Published in Scientific Papers. Series B, Horticulture, Vol. LXIV, Issue 1
Written by Andreea BEBU, Luisa ANDRONIE, Alexandru MATIEȘ, Svetlana MICLE, Sorina DARJAN, Ovidiu CULCEAR

In the last years the consumers are in favour of edible mushrooms due to the nutritious value and potential medical value because that are rich in proteins, vitamins, mineral elements. Also, mushrooms contain terpenoids, carbohydrates and very important for organism, antioxidants. Lactarius piperatus and Agaricus bisporus are two well-know mushrooms which have a high nutrition and many benefits for health. Therefore, a lot of mushroom is a very interesting subject for many studies and analyzes.
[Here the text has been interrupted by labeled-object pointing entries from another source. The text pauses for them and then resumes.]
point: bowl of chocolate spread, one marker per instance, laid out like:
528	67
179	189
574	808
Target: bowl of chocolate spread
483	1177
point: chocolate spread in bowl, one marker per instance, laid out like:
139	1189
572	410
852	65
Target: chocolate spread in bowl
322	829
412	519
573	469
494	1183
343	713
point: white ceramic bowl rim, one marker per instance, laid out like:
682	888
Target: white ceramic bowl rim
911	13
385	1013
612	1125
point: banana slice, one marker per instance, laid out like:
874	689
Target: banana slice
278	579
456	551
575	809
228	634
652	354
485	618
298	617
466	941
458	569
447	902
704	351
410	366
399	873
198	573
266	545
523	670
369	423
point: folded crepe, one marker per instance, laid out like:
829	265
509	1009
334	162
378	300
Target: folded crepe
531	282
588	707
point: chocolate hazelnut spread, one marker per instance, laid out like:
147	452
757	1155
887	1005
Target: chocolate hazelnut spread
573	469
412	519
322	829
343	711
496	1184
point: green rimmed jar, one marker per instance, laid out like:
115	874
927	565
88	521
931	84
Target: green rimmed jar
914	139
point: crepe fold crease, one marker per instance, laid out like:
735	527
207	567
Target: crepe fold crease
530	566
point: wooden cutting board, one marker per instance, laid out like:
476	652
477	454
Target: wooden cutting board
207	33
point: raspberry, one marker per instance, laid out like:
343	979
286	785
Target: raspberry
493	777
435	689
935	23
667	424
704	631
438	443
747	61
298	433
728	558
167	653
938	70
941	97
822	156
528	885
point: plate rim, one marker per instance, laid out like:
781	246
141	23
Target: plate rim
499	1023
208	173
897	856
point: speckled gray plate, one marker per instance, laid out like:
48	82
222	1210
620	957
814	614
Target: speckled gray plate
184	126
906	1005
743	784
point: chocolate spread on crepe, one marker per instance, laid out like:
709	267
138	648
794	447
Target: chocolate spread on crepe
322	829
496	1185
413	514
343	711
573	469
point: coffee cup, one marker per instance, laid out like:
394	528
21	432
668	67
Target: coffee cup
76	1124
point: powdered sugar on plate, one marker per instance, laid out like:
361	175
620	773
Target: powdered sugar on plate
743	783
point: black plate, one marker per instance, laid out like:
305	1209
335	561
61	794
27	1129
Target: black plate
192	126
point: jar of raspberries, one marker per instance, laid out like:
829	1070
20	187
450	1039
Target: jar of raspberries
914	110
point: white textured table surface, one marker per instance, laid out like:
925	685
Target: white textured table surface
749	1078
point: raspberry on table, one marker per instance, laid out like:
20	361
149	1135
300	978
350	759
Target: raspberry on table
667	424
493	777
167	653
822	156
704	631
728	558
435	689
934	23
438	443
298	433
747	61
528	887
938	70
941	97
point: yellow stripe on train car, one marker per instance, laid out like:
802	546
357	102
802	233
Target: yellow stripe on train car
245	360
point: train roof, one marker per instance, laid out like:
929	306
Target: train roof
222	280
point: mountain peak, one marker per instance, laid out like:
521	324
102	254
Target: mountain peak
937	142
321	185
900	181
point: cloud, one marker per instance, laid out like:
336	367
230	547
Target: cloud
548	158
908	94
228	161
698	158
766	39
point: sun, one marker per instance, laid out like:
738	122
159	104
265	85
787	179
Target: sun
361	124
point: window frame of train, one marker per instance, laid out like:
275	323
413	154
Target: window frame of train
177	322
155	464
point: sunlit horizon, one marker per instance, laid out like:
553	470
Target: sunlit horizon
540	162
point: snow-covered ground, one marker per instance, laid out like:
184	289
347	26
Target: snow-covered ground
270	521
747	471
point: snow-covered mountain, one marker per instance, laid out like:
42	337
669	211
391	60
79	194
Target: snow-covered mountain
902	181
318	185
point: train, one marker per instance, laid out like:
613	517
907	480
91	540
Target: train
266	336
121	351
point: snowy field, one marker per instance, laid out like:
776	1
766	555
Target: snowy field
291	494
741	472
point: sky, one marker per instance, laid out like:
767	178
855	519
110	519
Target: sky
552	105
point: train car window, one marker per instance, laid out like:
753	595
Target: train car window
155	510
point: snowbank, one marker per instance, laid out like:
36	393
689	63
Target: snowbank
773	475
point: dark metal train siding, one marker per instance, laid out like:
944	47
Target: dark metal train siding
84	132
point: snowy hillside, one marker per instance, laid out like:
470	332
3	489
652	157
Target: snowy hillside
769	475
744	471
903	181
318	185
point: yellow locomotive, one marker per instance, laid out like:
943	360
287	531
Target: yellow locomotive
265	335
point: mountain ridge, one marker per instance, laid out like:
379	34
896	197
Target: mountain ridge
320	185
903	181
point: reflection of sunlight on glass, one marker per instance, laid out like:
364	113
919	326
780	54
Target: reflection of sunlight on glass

In this sudy, a rapid method using Fourier transform infrared (FT-IR) spectroscopic was established for analysis and characterized a principal components of two types of mushrooms. Vibrational spectral techniques, FT- IR, offer several advantages in the context of current research and using this techniques we can identify molecular components in the samples studied. Following the analysis of the two spectra, we can observe an increased intensity of the characteristic absorption peaks belong to proteins (1655 cm-1), polysaccharides (1000-400 cm-1) and amino acids.